El hombre, vestido con ropas de época que sugieren una posición social acomodada – un abrigo oscuro, calzas y botas –, descansa recostado en el sillón, con los ojos cerrados y la cabeza ligeramente inclinada. Un libro abierto reposa sobre sus rodillas, junto a unos lentes o anteojos, indicando una actividad intelectual interrumpida por el descanso. La postura relajada, casi adormecida, transmite una sensación de abandono y contemplación.
El mobiliario que rodea al personaje contribuye a la atmósfera introspectiva. Un atril con un libro abierto se encuentra cerca, junto a una mesa cubierta con tela oscura donde se vislumbran objetos indefinidos. Una lámpara colgante, aunque apagada, sugiere una fuente de luz artificial que ahora permanece inactiva. A los pies del sillón, un instrumento musical – posiblemente un violín o un laúd – y otros objetos pequeños sugieren pasatiempos y aficiones personales. Un barril se apoya contra la pared, añadiendo un elemento de domesticidad a la escena.
La composición es notable por su uso de la luz y la sombra, una técnica que enfatiza el dramatismo y la profundidad del espacio. La ventana actúa como un foco principal, revelando detalles cruciales mientras oculta otros en la oscuridad.
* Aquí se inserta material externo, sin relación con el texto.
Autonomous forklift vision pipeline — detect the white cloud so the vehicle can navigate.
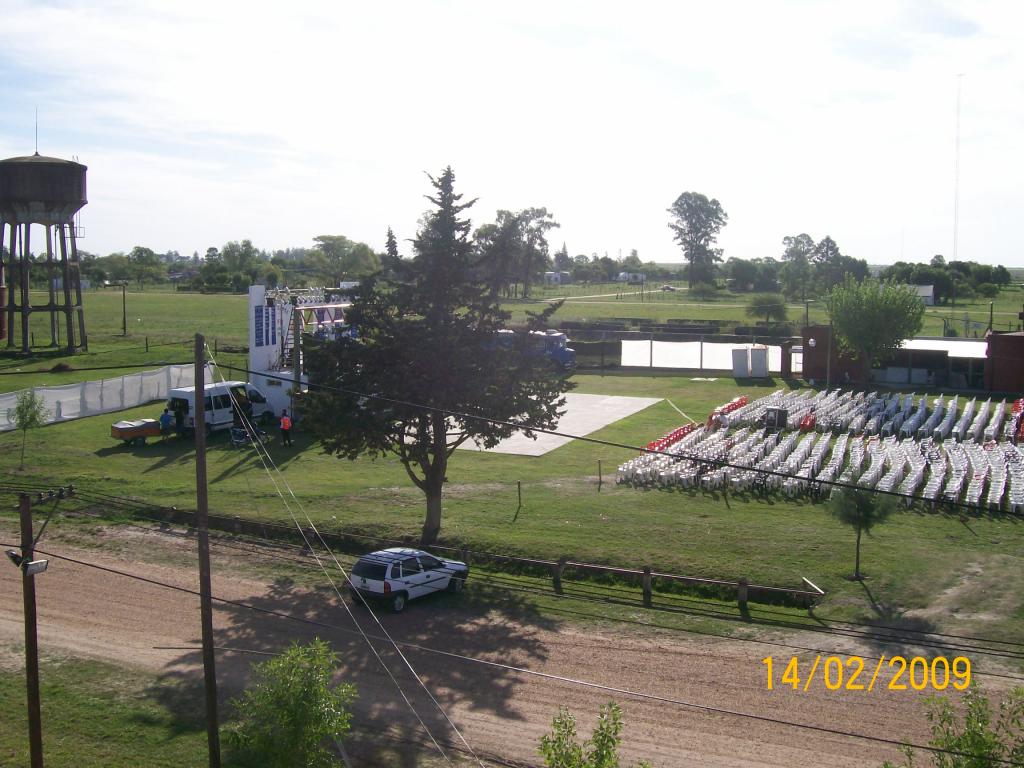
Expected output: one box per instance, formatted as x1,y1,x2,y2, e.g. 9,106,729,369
0,0,1024,264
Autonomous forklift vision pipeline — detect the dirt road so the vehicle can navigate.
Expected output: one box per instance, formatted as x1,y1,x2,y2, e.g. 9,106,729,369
0,529,991,768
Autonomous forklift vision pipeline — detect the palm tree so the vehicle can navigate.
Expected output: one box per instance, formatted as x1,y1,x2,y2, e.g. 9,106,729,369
828,488,896,582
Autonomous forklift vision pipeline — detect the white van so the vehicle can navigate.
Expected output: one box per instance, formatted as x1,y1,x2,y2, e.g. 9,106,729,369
167,381,273,434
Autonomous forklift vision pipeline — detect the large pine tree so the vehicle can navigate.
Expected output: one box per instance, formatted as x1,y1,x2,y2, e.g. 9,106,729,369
300,168,572,546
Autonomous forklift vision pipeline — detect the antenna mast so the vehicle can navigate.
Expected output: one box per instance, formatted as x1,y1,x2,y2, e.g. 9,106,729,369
952,73,964,261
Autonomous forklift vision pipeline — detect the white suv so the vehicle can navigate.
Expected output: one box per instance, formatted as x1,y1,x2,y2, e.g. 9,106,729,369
348,547,469,613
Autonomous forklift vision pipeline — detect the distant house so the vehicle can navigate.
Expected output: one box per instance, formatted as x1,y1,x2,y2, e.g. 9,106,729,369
913,286,935,306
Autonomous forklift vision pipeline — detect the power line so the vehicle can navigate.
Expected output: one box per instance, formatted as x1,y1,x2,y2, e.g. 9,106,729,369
0,360,191,376
9,543,1015,765
8,479,1024,663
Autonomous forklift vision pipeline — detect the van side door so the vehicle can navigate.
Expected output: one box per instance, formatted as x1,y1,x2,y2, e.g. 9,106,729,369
420,555,452,592
399,557,428,600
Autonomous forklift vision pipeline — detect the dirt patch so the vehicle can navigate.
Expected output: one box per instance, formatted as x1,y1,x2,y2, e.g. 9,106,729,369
0,529,987,768
906,555,1024,629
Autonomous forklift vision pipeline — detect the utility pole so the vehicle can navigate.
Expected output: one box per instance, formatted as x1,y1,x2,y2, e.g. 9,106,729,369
195,334,220,768
17,494,43,768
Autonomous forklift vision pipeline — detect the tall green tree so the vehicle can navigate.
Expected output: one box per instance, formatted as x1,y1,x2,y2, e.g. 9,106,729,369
300,168,571,545
668,193,729,288
825,276,925,383
128,246,167,288
883,686,1024,768
227,638,355,768
828,488,896,581
555,243,572,272
519,208,560,298
384,226,401,261
13,389,49,469
540,701,650,768
474,210,522,298
780,232,814,301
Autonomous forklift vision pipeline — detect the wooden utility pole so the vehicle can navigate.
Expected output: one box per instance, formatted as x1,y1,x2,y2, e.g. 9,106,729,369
194,334,220,768
17,494,43,768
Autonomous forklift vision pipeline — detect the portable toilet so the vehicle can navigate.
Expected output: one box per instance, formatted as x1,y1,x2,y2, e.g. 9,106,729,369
732,347,751,379
751,346,768,379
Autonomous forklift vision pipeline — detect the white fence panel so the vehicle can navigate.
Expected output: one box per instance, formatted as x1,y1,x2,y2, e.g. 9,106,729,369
0,365,213,432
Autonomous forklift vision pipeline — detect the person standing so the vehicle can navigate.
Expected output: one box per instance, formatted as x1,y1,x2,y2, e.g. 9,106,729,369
160,408,174,440
281,409,292,445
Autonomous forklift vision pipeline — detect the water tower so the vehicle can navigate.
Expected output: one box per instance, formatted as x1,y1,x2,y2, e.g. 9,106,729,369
0,153,89,352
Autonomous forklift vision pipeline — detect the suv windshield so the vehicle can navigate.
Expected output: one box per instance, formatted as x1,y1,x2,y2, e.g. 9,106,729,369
352,558,388,582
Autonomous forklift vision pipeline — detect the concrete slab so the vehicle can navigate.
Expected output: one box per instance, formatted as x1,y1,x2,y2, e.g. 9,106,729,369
460,392,662,456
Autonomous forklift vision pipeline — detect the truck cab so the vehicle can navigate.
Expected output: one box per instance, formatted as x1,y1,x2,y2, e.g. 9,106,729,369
167,381,272,434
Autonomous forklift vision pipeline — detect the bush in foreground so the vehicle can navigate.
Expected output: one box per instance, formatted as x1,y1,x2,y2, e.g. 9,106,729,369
227,638,355,768
540,701,650,768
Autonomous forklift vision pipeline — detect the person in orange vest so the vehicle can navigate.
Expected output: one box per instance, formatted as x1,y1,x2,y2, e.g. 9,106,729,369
281,409,292,445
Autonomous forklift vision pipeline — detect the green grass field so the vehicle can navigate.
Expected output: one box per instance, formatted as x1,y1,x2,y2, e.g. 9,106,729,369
6,376,1024,647
0,290,1024,767
506,284,1024,338
6,292,1024,647
0,284,1024,392
0,658,207,768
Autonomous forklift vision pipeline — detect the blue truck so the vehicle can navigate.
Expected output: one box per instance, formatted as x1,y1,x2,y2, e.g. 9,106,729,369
498,330,575,370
Esta estrategia lumínica no solo crea una atmósfera misteriosa sino que también invita a la reflexión sobre la naturaleza efímera de la vigilia y el sueño, la actividad intelectual y el descanso.
Subtextualmente, la pintura podría interpretarse como una alegoría del otium, el tiempo libre dedicado al estudio, la contemplación y el placer personal, en contraposición al negotium, la vida activa dedicada a los negocios y las responsabilidades. La figura del hombre representa quizás un individuo que ha alcanzado un punto de equilibrio entre ambas esferas, disfrutando de un momento de pausa y reflexión antes de retomar sus actividades. La atmósfera general evoca una sensación de melancolía y quietud, invitando al espectador a compartir la introspección del personaje retratado. La ausencia de figuras humanas adicionales refuerza esta sensación de soledad y aislamiento, intensificando el carácter contemplativo de la escena.